Release date: April 23, 2026

🎉 Highlights

This release documents the new MI355X cluster (MI355X.amd.com) alongside the existing MI325X cluster (MI325X.amd.com), promotes ROCm 7.2 as the recommended module on both clusters, and formalizes Pyxis-based containerized job submission with srun --container-image=.... The bare-metal documentation now also includes a dedicated GPU partitioning modes page.

🚀 New features

Pyxis for containerized srun

The user guide now shows how to launch jobs directly from a container image using srun --container-image=..., backed by the Pyxis SPANK plugin installed on both clusters. This removes the need for users to manually enroot create / enroot start for most workflows.

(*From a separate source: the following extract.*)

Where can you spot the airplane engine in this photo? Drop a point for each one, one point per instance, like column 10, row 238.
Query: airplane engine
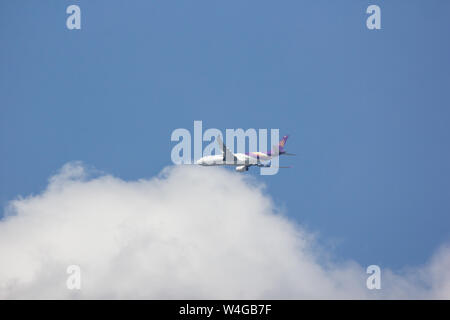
column 241, row 168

GPU partitioning modes documentation

A new GPU partitioning modes page explains SPX/DPX/QPX/CPX and NPS1/NPS2/NPS4 settings and how to request them via Slurm --constraint.

🔧 Improvements

  • ROCm examples: Updated default examples to module load rocm/7.2.0. Removed references to rocm-6.4.2 as the default. Both clusters expose ROCm 7.0 through 7.13; MI325X additionally retains ROCm 6.3.x and 6.4.x for legacy workloads.
  • Login hosts: Replaced vague aac13.amd.com and aacXX.amd.com placeholders with MI325X.amd.com (MI325X) and MI355X.amd.com (MI355X) when identifying which cluster a doc section applies to. For SSH and other client connections, continue to use the aacXX.amd.com alias as documented below.
  • Partitions: Replaced the non-existent sample partition 1CN96C8G1H_4IB_MI250_Ubuntu22 with the actual partitions in production: 256C8G1H_MI325X_Ubuntu22 MI325X and 256C8G1H_MI355X_Ubuntu22 MI355X.
  • Reservations: Clarified that --reservation= is not currently required on either cluster. The default flow is now salloc -p <partition> --account=<ACCOUNT_NAME> --gres=gpu:8 --mem=0 --exclusive.
  • High-availability controllers: Documented that each cluster runs two Slurm controllers (primary + backup). Use the aacXX.amd.com alias for SSH and other client connections so failover remains transparent. Treat MI325X.amd.com and MI355X.amd.com as cluster-identification names in the docs, not as the preferred login hostnames.- Style: Fixed HTML entities (&lt;, &gt;, &lowbar;) in headings, replaced en-dash characters in ssh and salloc examples, and standardized on module load rocm/<version> (slash) rather than rocm-<version> (hyphen).

🐛 Bug fixes

  • Fixed broken partition-listing example that mangled partition case via tr '[:lower:]' '[:upper:]'. Replaced with sacctmgr show assoc where user=$USER format=Account,Partition,QOS%40 and sinfo -o "%P %a %l %F %G %f".
  • Fixed sinfo –o "%P%" in the FAQ (incorrect trailing % and en-dash). Now sinfo -o "%P".
  • Fixed ssh –J –A examples that used en-dashes instead of -, which broke when copy-pasted.
  • Removed references to non-existent shared mounts /shareddata and /shareddata.ai. Real shared mounts are /shared/data, /shared/apps, and $HOME (/shared/amdgpu/home/<user>).